Безусловно, система нашей науки и образования нуждается в коренной реформе. Но реформирование – не значит уничтожение. И связь университетской, вузовской научной системы с Академией Наук есть проблема, нуждающаяся в творческом решении, а не предмет для мгновенных чиновничьих постановлений. У нас есть опыт такой связи. Здесь надо и многому научиться и на западных примерах мобильной и живой связи преподавания и научных исследований в университетах. Но это не значит, что надо просто сломать нашу систему, имеющую свои достоинства, надо ее трансформировать, учитывая свои традиции.
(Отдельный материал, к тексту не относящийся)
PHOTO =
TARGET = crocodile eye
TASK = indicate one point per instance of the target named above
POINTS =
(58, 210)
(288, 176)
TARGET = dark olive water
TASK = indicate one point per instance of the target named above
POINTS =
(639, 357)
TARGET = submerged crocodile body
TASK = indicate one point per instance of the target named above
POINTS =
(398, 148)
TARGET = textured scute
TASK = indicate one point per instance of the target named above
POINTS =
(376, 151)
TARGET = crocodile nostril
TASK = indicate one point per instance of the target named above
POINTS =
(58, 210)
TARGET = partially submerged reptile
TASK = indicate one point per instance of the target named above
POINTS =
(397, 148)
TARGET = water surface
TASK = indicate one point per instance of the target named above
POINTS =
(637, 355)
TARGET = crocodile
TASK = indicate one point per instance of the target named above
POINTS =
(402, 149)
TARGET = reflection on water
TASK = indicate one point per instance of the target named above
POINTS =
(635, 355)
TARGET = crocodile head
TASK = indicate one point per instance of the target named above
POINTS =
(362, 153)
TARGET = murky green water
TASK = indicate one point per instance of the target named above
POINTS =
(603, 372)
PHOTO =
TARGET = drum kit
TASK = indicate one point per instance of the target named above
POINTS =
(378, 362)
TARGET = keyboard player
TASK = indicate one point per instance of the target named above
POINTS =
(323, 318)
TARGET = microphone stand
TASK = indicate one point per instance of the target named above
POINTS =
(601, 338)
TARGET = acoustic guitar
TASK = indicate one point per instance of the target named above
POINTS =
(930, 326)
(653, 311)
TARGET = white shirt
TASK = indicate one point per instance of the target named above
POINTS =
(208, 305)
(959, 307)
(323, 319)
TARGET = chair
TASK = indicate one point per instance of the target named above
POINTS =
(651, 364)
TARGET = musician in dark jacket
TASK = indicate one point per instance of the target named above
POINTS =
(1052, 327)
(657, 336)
Во всяком случае, надо прервать тот губительный процесс завихрения и застоя молодых умов, когда наиболее способные студенты с ужасом ожидают окончания обучения в высшей школе. Перед ними открываются такие перспективы: или насильственного, по сути, изгнания из родной страны, если он хочет посвятить себя большой науке, или нищенское существование в нашей науке (часто даже без возможности создать семью, потому что кормить ее нечем), или уход в коммерческие фирмы и забвение всяких высоких идей, или дикое совмещение различных видов деятельности, что означает работу на износ, и что выдержать могут лишь единицы. В любом случае, от этого страдает польза дела: ненормальное существование не может принести нормальных научных плодов или способствовать продвижению каких-то полноценных методов в технологии и производство. Надо думать сейчас о людях.
Следует увидеть не частности, но целиком весь лес проблем и тогда будет легче подойти к целостному решению. Пресловутое нефтяное жерло, которое своим присутствием, как показывает почти сороколетний наш опыт (вне зависимости от политических систем), приносит не только пользу, но развращает сознание и уводит от творческих задач. Надо войти в то состояние, в которое вошел «просвещенный мир» – находиться внутри непрерывного развития, в этом и состоит постоянство динамики современности – что невозможно без науки и образования.